Consumers consider a store’s fragrance a more important factor in convincing them to shop there than good customer service, according to a new study.
The research, conducted by market research company, ICM and Ambius, finds that more than half of consumers love their favourite stores due to its ambience – placing multi-sensory cues such as design, fragrance, lighting and music above good service from friendly staff.
For the retail and hospitality sectors, the survey shows an especially high demand for retailers to consider their store’s fragrance.
Three out of four people (74 per cent) have been impulsively drawn into a store by a smell, and 90 per cent of consumers would either walk out of a store or speed up their browsing if they didn’t like the smell inside it.
Similarly, in a hospitality environment, 77 per cent of consumers say a pleasant smell in a hotel would have a positive impact on them, and 43 percent say they would regret or reconsider checking into a hotel if they noticed an overpowering smell.
Professor Charles Spence MA PhD, experimental psychology at Oxford University, thinks that our brains monitor all of our senses to decide what we like and dislike when shopping.
He says, ‘New technologies around effective scent dispersal means there has never been a better time for hotels and small businesses to consider developing their brand through the use of scent and other multi-sensory marketing strategies.’
He adds, ‘It is, however, important to remember that harmony is key – the right scent should correspond with its surroundings and be congruent with our other senses.

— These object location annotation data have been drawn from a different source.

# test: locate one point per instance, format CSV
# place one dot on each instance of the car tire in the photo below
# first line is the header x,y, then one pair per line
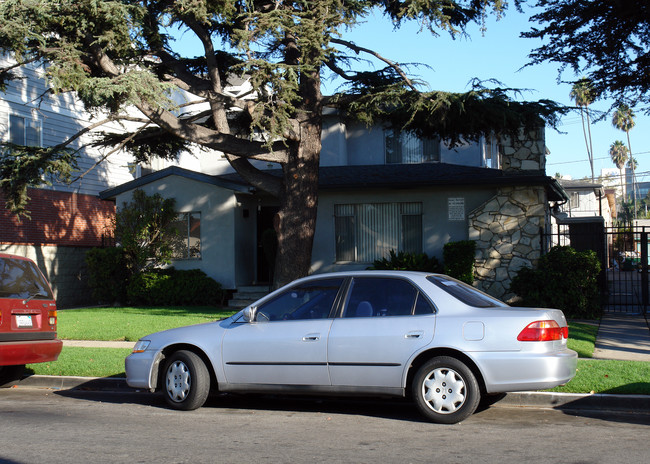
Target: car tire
x,y
186,381
446,390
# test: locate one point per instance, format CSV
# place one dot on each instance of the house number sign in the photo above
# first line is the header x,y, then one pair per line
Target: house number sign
x,y
456,207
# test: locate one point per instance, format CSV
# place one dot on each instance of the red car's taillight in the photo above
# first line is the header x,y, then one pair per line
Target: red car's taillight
x,y
543,331
52,315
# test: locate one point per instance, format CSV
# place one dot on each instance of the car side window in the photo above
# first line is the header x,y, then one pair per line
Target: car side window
x,y
380,296
310,300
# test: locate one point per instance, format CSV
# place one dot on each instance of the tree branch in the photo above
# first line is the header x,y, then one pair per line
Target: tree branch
x,y
357,49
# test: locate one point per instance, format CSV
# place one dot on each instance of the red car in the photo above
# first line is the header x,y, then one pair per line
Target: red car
x,y
27,318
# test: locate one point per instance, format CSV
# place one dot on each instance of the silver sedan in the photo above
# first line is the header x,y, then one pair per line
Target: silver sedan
x,y
426,336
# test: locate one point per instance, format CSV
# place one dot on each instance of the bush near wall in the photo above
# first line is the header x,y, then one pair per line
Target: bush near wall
x,y
403,261
107,276
459,260
167,287
564,279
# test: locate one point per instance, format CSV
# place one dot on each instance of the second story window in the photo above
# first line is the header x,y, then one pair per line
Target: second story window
x,y
24,131
408,148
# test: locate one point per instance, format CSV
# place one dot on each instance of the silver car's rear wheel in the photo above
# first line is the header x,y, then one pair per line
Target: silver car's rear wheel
x,y
446,390
186,381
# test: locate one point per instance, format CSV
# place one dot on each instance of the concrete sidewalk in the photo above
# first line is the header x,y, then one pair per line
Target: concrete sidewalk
x,y
623,336
620,336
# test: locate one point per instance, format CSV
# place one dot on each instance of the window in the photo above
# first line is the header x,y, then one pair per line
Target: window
x,y
380,296
366,232
188,236
21,279
24,131
408,148
310,300
575,200
465,293
491,152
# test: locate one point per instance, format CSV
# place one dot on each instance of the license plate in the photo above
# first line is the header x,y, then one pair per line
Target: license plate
x,y
24,321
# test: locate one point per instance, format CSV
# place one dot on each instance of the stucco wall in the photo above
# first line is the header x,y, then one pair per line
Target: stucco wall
x,y
64,267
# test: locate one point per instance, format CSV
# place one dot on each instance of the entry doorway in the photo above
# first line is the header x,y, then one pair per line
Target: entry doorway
x,y
266,243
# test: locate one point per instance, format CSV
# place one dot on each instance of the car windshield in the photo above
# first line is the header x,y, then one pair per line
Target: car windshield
x,y
22,279
465,293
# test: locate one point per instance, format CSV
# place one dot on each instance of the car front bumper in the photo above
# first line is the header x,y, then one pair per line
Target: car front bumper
x,y
142,369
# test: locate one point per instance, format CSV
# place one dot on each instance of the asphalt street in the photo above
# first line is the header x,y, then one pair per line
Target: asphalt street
x,y
40,425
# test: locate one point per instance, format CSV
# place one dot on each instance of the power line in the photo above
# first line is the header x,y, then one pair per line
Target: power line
x,y
595,159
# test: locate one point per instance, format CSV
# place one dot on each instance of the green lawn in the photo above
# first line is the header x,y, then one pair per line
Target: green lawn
x,y
599,376
129,324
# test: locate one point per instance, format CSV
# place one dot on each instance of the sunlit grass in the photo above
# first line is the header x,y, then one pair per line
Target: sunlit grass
x,y
85,362
130,324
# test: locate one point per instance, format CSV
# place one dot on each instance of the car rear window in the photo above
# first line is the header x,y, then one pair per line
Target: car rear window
x,y
21,279
465,293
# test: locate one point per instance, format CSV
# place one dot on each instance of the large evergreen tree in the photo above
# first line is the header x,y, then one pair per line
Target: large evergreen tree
x,y
121,54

Based on my own research in this area, I am convinced a stores fragrance is a powerful means of communication with one’s customers no matter what the business.’
The research finds that smell is the top-rated stimuli for triggering a memory or feeling (73 per cent), highlighting the positive impact it can play in creating a connection between a brand and consumer.
As small business owners focus on how to evolve their models to attract more customers and retain them both online and in a physical environment, the new research demonstrates the significant role scenting can play.
Sue Wieland, Ambius line of business manager for premium scenting, says, ‘A pleasant scent can can encourage hotel guests to stay for extended periods of time; while for a store it can greatly increase foot traffic, encouraging people to linger for longer.’
She adds, ‘Appealing to consumers is tough with brands competing for every single sale. Therefore when considering the design and fit out of a hotel or retail store, scenting should not be an afterthought, but rather a key consideration. It’s in the interests of businesses to use every tool at their disposal to gain higher amounts of customers, while enhancing brand experience and association.’